Minyak naik karena short-covering meskipun ada kekhawatiran yang meningkat akan coronavirus

Harga minyak mentah naik tipis pada hari Rabu karena investor menutup posisi jual setelah tiga sesi kerugian, bahkan ketika kekhawatiran semakin mendalam bahwa penyebaran virus corona yang cepat akan menyebabkan pandemi global.

Minyak mentah Brent naik 42 sen, atau 0,8%, menjadi $ 55,37 per barel pada 0154 GMT, sementara minyak mentah West Texas Intermediate AS naik 43 sen, atau 0,9%, menjadi $ 50,33 per barel. Namun, kedua tolok ukur turun hampir 7% sejak penutupan Kamis lalu.

Kekhawatiran pandemi meningkat setelah virus corona menyebar ke lebih banyak negara, sementara jumlah kematian virus Iran naik menjadi 16, tertinggi di luar China, dan infeksi memburuk di Korea Selatan dan Italia.

Di Amerika Serikat, Pusat Pengendalian dan Pencegahan Penyakit mengatakan orang Amerika harus bersiap untuk kemungkinan penyebaran virus di masyarakat.

“Investor melepas posisi sell setelah WTI turun di bawah level support kunci $ 50, karena mereka telah melakukan beberapa kali awal bulan ini,” kata Hideshi Matsunaga, analis di Sunward Trading.

“Pengurangan dalam output Libya dan harapan untuk pengurangan produksi tambahan oleh Organisasi Negara-negara Pengekspor Minyak (OPEC) dan OPEC + juga memberikan dukungan,” katanya.

Produksi minyak di Libya telah turun tajam sejak 18 Januari karena blokade pelabuhan dan ladang minyak oleh kelompok-kelompok yang loyal kepada komandan yang berbasis di timur, Khalifa Haftar.

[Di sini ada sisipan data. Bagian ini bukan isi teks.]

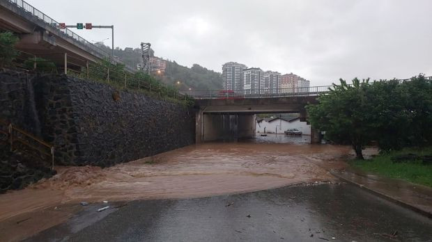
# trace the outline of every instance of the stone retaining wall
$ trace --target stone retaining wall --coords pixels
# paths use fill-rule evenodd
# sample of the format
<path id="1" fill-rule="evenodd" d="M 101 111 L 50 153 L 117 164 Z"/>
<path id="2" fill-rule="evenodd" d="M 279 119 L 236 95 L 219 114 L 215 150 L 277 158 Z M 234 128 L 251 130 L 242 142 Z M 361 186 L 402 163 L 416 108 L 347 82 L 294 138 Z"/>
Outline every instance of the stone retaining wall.
<path id="1" fill-rule="evenodd" d="M 54 144 L 56 163 L 109 166 L 194 143 L 194 111 L 64 75 L 0 72 L 0 118 Z"/>

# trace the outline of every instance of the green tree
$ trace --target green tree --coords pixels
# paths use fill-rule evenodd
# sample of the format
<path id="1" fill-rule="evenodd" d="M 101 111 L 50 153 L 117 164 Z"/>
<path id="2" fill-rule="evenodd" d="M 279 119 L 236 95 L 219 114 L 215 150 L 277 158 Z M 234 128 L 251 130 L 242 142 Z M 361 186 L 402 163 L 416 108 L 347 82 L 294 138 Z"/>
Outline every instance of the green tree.
<path id="1" fill-rule="evenodd" d="M 9 65 L 18 56 L 13 49 L 18 40 L 11 32 L 0 33 L 0 65 Z"/>
<path id="2" fill-rule="evenodd" d="M 124 79 L 124 64 L 111 63 L 107 58 L 88 65 L 88 76 L 93 79 L 121 82 Z"/>
<path id="3" fill-rule="evenodd" d="M 326 138 L 340 144 L 350 145 L 357 159 L 363 159 L 362 150 L 372 138 L 370 131 L 373 115 L 367 101 L 369 79 L 355 78 L 353 84 L 340 79 L 341 84 L 330 88 L 318 97 L 318 103 L 308 105 L 311 125 L 325 131 Z"/>

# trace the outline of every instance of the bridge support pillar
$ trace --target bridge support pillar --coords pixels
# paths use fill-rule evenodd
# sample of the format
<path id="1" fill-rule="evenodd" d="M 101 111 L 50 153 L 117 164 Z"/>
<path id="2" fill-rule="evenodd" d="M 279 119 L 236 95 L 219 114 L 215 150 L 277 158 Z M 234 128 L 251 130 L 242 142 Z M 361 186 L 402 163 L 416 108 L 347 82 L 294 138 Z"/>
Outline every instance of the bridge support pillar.
<path id="1" fill-rule="evenodd" d="M 195 113 L 195 143 L 203 142 L 203 128 L 204 112 L 199 110 Z"/>
<path id="2" fill-rule="evenodd" d="M 321 131 L 318 129 L 311 127 L 311 144 L 321 144 Z"/>

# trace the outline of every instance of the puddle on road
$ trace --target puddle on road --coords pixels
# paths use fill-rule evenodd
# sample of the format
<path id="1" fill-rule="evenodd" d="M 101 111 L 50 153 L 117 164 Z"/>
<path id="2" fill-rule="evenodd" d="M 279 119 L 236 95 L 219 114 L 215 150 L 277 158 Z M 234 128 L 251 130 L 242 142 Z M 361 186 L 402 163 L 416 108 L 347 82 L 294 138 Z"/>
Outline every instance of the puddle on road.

OPEC dan sekutunya termasuk Rusia, sebuah kelompok yang dikenal sebagai OPEC +, dijadwalkan bertemu di Wina pada 5-6 Maret.

Menteri energi Arab Saudi mengatakan pada hari Selasa bahwa ia yakin OPEC dan para mitranya akan merespons secara bertanggung jawab terhadap penyebaran virus corona.

Namun, kekhawatiran yang terus-menerus bahwa coronavirus yang menyebar dengan cepat akan merusak ekonomi global dan permintaan minyak membebani sentimen investor.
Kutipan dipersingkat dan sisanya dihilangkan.